Nano technology is the new thing with semiconductors. With nano-mechanical parts, motors, gears, valves, sensors, relays etc - well the future might not involve making what we have smaller, but maybe optimizing everything else to be smaller.
For decades people have made processors smaller and smaller, but then look at your PC power supply, why does that have to be a shoe box and the processor have to be an after-8 mint?
Imagine a high power relay, or amplifier on a microprocessor - it's a case of doing more with what we have, not making it very much smaller.

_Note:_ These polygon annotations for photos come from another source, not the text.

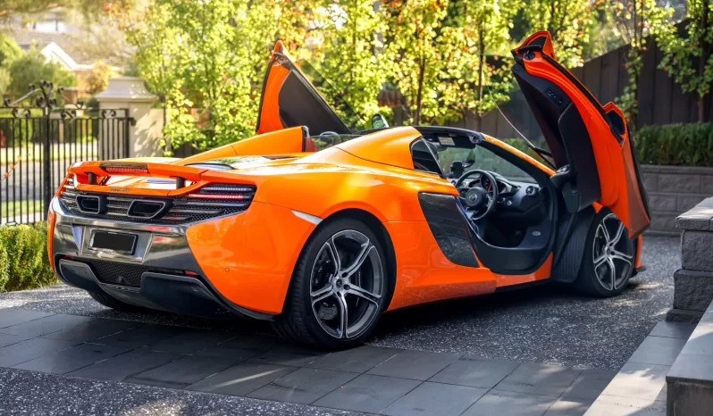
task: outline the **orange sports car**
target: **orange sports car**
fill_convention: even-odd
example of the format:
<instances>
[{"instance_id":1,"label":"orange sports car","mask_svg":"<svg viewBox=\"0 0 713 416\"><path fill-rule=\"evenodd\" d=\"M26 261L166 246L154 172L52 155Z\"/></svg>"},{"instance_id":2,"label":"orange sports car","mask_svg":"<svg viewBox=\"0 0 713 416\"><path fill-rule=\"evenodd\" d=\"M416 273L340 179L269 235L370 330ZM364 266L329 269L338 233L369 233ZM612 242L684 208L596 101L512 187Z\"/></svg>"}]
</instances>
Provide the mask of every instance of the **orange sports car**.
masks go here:
<instances>
[{"instance_id":1,"label":"orange sports car","mask_svg":"<svg viewBox=\"0 0 713 416\"><path fill-rule=\"evenodd\" d=\"M112 308L271 320L331 348L427 302L549 280L617 295L650 223L622 112L558 63L548 32L513 55L551 167L467 129L353 131L278 44L254 137L72 165L53 267Z\"/></svg>"}]
</instances>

There's a finite limit to what we can do realistically with quality - the smaller the chips go, the more likely they are to fail, or rather be mis-processed and eventually give up. Going smaller has limited benefits, but expanding on what technology can be processed onto the chip is all win. We might see the end of big, bulky, hot, and expensive power supplies. We might see nano-hard drives, writing data directly onto diffused silicon. We might see tiny blenders, working their way through our blood, eating up cholesterol. We might see automatic insulin dispensers implanted into Diabetics stomachs, which pump insulin automatically depending on the demands of your system
There are implications all over the place, don't think for one second that things have slowed down

. The company I work for has Britain's only, nano-technology (MEMS) wafer fab - at least I think that's still the case. Some of the ideas are incredible, there are still a lot of really inventive people in this country - especially in the physics-heavy universities in England.